Thunderbird Sequential Turn Signals

Submitted by james on Thu, 09/28/2017 - 09:46

Electric turn-signals date from as early as 1907 when Percy Douglas-Hamilton applied for a patent (received in 1909 as U.S. patent 912831) for a device "indicating the intended movements of vehicles". Hand signals were simulated so that other drivers, accustomed to reading hand signals, would understand their meaning.  A more modern style using flashing lights to indicate a turn was patented in 1938 (see U.S. patent 2,209,780 which looks very familar to today's signals, and similar U.S. patents 2,204,096 and 2,201,657, 2,114,731, 2,186,766, also filed in 1938). The first flashing electric turn signal was offered on the 1938 Buick as a new safety feature.  Buick advertisments hailed it as a “Flash-Way Directional Signal.”  Buick added a self-canceling mechanism in 1940 that was attached to the steering column.

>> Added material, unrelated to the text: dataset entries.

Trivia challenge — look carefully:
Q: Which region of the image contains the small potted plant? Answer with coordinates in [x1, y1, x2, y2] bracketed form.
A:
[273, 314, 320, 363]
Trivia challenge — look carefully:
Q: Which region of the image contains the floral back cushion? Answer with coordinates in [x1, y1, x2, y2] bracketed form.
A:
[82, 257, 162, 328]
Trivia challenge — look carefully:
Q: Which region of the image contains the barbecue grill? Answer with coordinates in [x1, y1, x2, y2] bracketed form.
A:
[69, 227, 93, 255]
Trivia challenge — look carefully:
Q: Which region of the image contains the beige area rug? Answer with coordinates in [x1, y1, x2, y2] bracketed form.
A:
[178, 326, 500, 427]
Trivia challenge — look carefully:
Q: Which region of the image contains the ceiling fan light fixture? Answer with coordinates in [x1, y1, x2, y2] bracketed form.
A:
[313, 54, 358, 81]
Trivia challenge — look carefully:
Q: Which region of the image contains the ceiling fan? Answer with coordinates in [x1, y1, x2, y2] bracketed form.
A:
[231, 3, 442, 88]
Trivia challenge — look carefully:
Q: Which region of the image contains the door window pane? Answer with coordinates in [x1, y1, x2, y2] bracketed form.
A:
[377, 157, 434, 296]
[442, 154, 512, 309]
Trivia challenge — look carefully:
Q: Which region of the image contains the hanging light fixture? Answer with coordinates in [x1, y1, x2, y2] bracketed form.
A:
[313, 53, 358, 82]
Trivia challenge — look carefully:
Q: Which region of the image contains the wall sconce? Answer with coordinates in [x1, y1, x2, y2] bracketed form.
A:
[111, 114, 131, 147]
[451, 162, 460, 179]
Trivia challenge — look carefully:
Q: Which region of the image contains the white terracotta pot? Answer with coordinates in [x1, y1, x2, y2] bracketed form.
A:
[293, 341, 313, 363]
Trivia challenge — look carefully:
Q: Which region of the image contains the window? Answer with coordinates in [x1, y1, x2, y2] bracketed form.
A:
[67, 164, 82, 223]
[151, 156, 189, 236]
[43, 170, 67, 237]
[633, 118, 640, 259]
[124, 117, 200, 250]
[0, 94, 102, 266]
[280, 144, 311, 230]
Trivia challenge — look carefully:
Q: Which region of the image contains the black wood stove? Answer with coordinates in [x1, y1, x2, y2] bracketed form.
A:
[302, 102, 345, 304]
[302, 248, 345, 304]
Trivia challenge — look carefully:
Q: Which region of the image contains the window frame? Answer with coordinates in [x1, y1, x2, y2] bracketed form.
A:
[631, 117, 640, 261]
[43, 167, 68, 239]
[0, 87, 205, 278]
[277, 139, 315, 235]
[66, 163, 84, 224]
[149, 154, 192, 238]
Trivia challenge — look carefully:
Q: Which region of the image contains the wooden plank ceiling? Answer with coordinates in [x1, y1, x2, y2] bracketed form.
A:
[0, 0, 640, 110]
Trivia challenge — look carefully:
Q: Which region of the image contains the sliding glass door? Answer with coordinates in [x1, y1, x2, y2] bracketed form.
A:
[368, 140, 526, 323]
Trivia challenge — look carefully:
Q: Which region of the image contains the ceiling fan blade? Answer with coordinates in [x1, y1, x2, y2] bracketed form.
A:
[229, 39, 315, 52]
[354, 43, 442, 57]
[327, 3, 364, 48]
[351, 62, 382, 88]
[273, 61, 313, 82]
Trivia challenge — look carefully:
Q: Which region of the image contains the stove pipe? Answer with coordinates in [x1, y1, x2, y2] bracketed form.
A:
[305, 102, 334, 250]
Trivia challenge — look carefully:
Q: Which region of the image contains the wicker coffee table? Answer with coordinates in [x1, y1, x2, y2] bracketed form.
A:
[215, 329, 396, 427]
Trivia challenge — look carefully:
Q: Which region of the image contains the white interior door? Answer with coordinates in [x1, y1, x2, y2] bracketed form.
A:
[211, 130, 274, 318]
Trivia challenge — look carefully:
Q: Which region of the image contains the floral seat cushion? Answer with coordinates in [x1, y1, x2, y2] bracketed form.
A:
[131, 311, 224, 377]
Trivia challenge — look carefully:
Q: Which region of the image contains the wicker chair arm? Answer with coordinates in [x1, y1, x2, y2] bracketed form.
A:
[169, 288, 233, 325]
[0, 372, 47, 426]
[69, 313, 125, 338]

When turn-signal functionality is provided by multiple lit elements that illuminate sequentially rather than simultaneously, it is called a "sequential turn signal." This created a visual effect  of outward motion in the direction of the intended turn or lane change. Sequential turn signals were first factory fitted to 1965–1971 model year Ford Thunderbirds and have been affectionately referred to as "T-Bird Turn Signals."

In the 1965-1968 Ford-built cars (and 1971–1972 Nissan Cedrics),  an electric motor drove, through reduction gearing, a set of three slow-turning cams that actuates switches to turn on the lights in sequence. A very throughout guide to the original turn signal systems, and how to service them, can be found in an article titled '65-’66 Sequentials. Later cars used a transistorized control module with no moving parts to wear, break, or go out of adjustment.

In time, most major automobile manufacturers offered flashing turn signal and today most countries require turn signals on all new vehicles that are driven on public roads.  An in-depth article on the history of turn signals can be found in an article titled Turn, Turn, Turn: A History of the Turn Signal.